Zu seinem Gedenken wurde eine unscheinbare Plakette an der Wand eines Versicherungsgebäudes angebracht. Gleich daneben stehen mehrere Grabplatten. Sie zeugen von der ehemaligen Nutzung des Platzes als Gottesacker der benachbarten St. Mary's Church. Ansonsten hat der Wolfe Tone Square wenig zu bieten. Es sei denn, Weihnachten naht. Dann lockt hier große Dubliner Weihnachtsmarkt zahlreiche Besucher auf den Vierecksplatz.
Auf der Westseite vom Platz kommen wir auf der Wolfe Tone Street an »The Church« vorbei zur Mary Street. Nachdem wir diese überquert haben, erreichen wir auf der rechten Seite der Straße Wolfe Tone Close. Die quasi in einem Guss erstellte Wohnanlage ist ein preisgekröntes Beispiel kommunalen Wohnungsbaus.
Bis zu einer Höhe von vier Etagen sind die Wohnungen um einen leider etwas stark versiegelten Innenhof angeordnet. Wer sich die Anlage als Fremder anschauen möchte, muss sich allerdings mit dem Blick durch das Gitter am Treppenaufgang begnügen. Der Zutritt ist den Anwohnern und deren Besucher vorbehalten.

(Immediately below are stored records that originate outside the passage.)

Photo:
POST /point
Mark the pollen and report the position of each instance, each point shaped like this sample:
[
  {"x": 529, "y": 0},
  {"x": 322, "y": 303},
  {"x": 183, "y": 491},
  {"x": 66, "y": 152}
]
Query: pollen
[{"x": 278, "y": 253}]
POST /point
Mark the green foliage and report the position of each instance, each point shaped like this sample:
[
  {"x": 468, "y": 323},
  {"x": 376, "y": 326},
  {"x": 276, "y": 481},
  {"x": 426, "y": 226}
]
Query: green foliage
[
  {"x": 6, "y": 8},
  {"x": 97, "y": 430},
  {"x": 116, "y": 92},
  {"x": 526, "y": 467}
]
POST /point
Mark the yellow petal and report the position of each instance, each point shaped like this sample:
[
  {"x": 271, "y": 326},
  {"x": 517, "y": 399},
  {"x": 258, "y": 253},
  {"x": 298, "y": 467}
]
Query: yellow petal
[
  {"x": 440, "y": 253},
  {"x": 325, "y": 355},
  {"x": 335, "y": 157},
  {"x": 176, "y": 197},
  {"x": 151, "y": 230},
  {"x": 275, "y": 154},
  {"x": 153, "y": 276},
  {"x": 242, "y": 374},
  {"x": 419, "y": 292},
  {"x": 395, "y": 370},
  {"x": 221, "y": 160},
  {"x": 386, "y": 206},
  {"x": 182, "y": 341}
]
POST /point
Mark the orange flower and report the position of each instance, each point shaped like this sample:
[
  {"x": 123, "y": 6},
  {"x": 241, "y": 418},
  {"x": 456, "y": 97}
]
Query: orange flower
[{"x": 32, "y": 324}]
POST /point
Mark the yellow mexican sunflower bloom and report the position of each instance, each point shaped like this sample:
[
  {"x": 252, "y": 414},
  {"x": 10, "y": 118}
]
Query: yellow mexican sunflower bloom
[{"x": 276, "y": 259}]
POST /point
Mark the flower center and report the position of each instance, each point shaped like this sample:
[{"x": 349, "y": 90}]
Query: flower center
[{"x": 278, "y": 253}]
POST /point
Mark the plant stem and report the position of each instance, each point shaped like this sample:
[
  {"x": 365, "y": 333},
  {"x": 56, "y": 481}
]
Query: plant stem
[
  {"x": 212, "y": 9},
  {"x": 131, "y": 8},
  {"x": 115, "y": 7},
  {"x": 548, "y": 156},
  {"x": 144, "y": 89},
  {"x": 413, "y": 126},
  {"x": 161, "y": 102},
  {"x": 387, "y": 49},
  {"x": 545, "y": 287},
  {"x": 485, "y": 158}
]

The Church zählt zu den bekanntesten und zugleich ungewöhnlichsten Pubs in Dublin. Untergebracht ist die Bar in der St. Mary’s Church of Ireland im Norden vom Wolf Tone Square. Die Kirche wurde im frühen 18. Jahrhundert als eine der ersten irischen Kirchen mit einer Galerie ausgestattet. Als Besonderheiten der ehemaligen Marienkirche gelten die große, von Renatus Harris gebaute Orgel und das auffallende Buntglas. Trotz der schönen Innenausstattung und günstigen Lage mitten in Dublin wurde die St. Mary’s Church 1964 geschlossen und dem Verfall preis gegeben.
1997 wendete sich das Blatt: John Keating erkannte in dem alten Gebäude ein Juwel. Innerhalb von sieben Jahren ließ er die Kirche von Grund auf umfangreich sanieren. Im Dezember 2005 erfolgte die Eröffnung, wenn schon nicht als Gotteshaus, so doch als ein Ort, in dem sich Menschen begegnen.
Schön finden wir, dass er auf die alten Strukturen Rücksicht genommen hat. So bietet die Orgel einen optischen Rahmen für den großen offenen Raum und der beiderseits zugänglichen Bar. Ebenso sind die Buntglasfenster instand gesetzt worden, die »The Church« ein besonderes Flair verleihen.
Wie in vielen anderen Dubliner Pubs gibt es natürlich auch hier abends Livemusik. Zudem werden wir bei unserem Besuch von einem Stepdancer überrascht, der von einem Folkmusiker begleitet wird. Um nicht zu sagen, während wir auf einer gemütlichen Couch lecker Mojito schlürfen, treiben sich die beiden Künstler immer weiter an.
Unter dem Beifall der Gäste erreichen Musik und Tanz bald ihren rasanten Höhepunkt. Mit einem waghalsigen Sprung von seiner Bühne beendet der Tänzer das Spektakel. Die Musik verstummt und wenig später sind die beiden jungen Männer dann auch schon verschwunden. Zeit für den nächsten Auftritt. Zeit für das nächste Guinness.
Erst spät erfahren, dass The Church bzw. The Church Bar & Restaurant wie die Wirtschaft seit 2007 heißt, einer der besten Plätze ist, um das weltbekannte Dunkelbier zu trinken. So hat Arthur Guinness, der Gründer der Guinness Brauerei, 1761 an diesem Ort geheiratet. Weitere namhafte Persönlichkeiten, die mit der Kirche in Verbindung gebracht werden, sind Wolfe Tone, John Wesley, der Gründer der Methodisten-Kirche, und Jonathan Swift, Autor von Gullivers Reisen.